What is arguably Portland Trail Blazers head coach Chauncey Billups’ greatest strength as a coach doubles as an area where he admits he can improve. It stems from his experience.
Billups has was there He was a highly sought after draft prospect, á la Shaedon Sharpe. He was a journeyman who was on four different teams from 1997-2000, not unlike Justise Winslow’s journey the last few years. He was the star, surpassing what even Damian Lillard accomplished in winning the 2004 Finals MVP.
“You get more experience at each step, which allows you to talk about more things. I know for me as a coach now, with my best player in Dame or that could be our pick in Shaeden Sharpe, I’ve been through everything these guys have been through and I’ve been through a lot more than they’ve yet to come let’s see,” Billups said. “It allows me to really connect and connect with every step of their process.”
But, like many athletes who rise to stardom, there is a learning curve with the transition to coaching: remember that the areas that have become instinctive to him are not instinctive in many of these young athletes.
He noticed that last year, his first with the Blazers, and said he’s getting stronger as he coach of the Basketball Without Borders camp in Africa this week.
“You just can’t think they know it. You have to slow it down and you have to explain it and you have to demonstrate,” Billups said. “You can’t just think they understand what even simple things are.”
Sixty boys and girls basketball players from across Africa joined the BWB camp in Cairo, Egypt from Sunday to Wednesday to learn from people in and around the NBA, including Billups, Steve Kerr, Willie Green, Udoka Azubuike, Mo Bamba, Malcolm Brogdon, Grant Williams and Dikembe Mutombo.
The 18-and-under players went through on-court training, measurements and life and leadership development. NBA coaches and players also participated in a clinic with 100 junior NBA members in collaboration with Special Olympics.
Billups said he sees potential and excitement in the athletes, which reflects the NBA’s expansion internationally. Greater access to resources and training has expanded the pipeline not only in Africa but around the world. There have been BWB camps in 30 countries since its launch in 2001, and there were 41 former BWB campers and 121 international players on rosters to open the 2021-22 NBA season.
“The athleticism, the skill with some of these kids that I’m watching right now, all I can do is think, ‘Man, what’s this kid going to look like in four or five years, this kid, you’re going to be amazing,'” Billups said .

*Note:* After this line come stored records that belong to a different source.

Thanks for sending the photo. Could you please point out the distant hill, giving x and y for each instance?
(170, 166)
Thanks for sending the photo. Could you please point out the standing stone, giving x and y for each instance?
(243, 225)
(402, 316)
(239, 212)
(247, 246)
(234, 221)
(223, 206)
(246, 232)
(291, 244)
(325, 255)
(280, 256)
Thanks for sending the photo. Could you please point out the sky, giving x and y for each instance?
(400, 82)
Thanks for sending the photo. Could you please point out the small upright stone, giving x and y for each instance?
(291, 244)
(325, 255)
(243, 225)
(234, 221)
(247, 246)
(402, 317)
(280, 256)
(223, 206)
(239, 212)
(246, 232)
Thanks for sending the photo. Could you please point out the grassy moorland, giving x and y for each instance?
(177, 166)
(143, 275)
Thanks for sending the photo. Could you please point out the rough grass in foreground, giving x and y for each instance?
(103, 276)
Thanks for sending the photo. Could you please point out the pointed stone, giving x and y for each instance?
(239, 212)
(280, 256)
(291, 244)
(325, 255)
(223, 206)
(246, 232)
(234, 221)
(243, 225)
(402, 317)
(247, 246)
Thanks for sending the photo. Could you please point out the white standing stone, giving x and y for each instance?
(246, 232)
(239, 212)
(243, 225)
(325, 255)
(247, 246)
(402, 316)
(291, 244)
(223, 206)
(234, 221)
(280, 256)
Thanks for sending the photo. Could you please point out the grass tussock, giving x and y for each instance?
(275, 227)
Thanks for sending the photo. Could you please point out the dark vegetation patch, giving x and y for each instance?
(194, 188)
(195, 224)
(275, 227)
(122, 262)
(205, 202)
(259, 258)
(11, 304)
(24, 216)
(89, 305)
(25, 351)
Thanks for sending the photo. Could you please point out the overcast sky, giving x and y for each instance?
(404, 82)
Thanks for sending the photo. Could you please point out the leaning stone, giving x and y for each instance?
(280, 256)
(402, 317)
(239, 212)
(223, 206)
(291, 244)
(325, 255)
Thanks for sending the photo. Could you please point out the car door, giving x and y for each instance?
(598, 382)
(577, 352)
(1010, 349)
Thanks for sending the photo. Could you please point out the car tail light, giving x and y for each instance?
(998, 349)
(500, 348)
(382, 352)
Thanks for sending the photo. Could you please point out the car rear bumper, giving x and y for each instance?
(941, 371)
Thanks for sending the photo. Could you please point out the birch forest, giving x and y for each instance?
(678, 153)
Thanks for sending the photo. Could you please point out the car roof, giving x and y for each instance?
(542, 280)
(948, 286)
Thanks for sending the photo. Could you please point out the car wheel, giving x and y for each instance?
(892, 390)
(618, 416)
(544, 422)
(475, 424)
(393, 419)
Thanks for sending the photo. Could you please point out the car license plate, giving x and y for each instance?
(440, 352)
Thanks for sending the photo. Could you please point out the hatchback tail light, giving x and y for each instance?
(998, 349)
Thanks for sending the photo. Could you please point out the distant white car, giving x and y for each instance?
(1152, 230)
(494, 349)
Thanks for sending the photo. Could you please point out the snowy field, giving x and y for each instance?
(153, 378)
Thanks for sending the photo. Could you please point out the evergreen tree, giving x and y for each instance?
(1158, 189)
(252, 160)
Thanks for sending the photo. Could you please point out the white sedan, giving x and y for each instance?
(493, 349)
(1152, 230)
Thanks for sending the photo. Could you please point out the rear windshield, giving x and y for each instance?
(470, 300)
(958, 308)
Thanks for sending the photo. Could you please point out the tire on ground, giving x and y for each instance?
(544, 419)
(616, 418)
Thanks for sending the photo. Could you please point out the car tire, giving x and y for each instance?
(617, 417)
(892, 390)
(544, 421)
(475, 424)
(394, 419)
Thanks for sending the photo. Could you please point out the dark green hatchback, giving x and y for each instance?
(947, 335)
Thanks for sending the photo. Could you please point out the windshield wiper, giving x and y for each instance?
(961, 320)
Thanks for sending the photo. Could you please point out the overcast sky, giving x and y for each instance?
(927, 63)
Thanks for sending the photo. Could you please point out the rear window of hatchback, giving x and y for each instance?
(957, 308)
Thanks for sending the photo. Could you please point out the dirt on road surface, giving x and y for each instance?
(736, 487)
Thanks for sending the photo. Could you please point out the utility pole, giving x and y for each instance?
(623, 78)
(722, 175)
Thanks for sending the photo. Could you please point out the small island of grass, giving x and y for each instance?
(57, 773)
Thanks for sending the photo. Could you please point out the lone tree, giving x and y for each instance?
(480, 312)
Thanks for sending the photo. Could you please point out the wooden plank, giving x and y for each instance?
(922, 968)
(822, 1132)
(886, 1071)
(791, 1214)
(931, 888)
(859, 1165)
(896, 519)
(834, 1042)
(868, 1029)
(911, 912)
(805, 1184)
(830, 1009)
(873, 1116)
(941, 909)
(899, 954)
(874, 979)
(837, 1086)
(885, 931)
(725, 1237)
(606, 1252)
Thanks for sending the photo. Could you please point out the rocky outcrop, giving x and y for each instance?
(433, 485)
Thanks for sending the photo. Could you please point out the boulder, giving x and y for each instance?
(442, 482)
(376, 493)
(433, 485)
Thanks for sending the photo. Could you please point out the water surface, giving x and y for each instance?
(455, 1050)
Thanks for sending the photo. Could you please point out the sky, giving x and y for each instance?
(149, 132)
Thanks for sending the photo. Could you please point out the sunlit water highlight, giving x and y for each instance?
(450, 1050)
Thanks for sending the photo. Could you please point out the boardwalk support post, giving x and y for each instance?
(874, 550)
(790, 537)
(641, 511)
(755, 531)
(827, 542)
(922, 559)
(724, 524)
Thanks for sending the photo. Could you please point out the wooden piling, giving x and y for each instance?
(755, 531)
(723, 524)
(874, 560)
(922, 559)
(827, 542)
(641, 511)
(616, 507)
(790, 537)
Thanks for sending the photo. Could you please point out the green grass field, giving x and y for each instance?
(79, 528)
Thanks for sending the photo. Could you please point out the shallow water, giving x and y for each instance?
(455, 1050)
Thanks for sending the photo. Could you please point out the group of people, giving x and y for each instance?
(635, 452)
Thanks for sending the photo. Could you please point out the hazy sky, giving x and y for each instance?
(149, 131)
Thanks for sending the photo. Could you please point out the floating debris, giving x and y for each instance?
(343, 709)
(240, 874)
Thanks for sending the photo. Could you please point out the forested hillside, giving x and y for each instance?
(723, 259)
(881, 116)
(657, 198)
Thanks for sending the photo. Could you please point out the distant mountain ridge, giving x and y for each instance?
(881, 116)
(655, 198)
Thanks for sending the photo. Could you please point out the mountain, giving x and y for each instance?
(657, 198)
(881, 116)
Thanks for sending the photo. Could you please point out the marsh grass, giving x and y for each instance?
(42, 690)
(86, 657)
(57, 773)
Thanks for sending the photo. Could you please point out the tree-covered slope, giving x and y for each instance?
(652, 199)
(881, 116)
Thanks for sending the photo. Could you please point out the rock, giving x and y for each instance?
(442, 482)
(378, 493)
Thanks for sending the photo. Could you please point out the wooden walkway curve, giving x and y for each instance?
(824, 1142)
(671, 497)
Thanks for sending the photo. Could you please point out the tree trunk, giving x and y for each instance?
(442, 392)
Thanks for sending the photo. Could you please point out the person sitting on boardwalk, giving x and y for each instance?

While athletes learn from Billups, NBA coaches also learn from their experiences there. It’s a lesson he can take back as he enters his second season in charge of Portland.
“Sometimes you forget the little things because you don’t worry about it anymore. It just comes so instinctively,” Billups said. “It’s hard, but it’s like one of those things like riding a bike. Even if you get up there and your first couple moves, you’re like, ‘Man, what’s going on,’ then, like boom, all of a sudden you’re traveling.”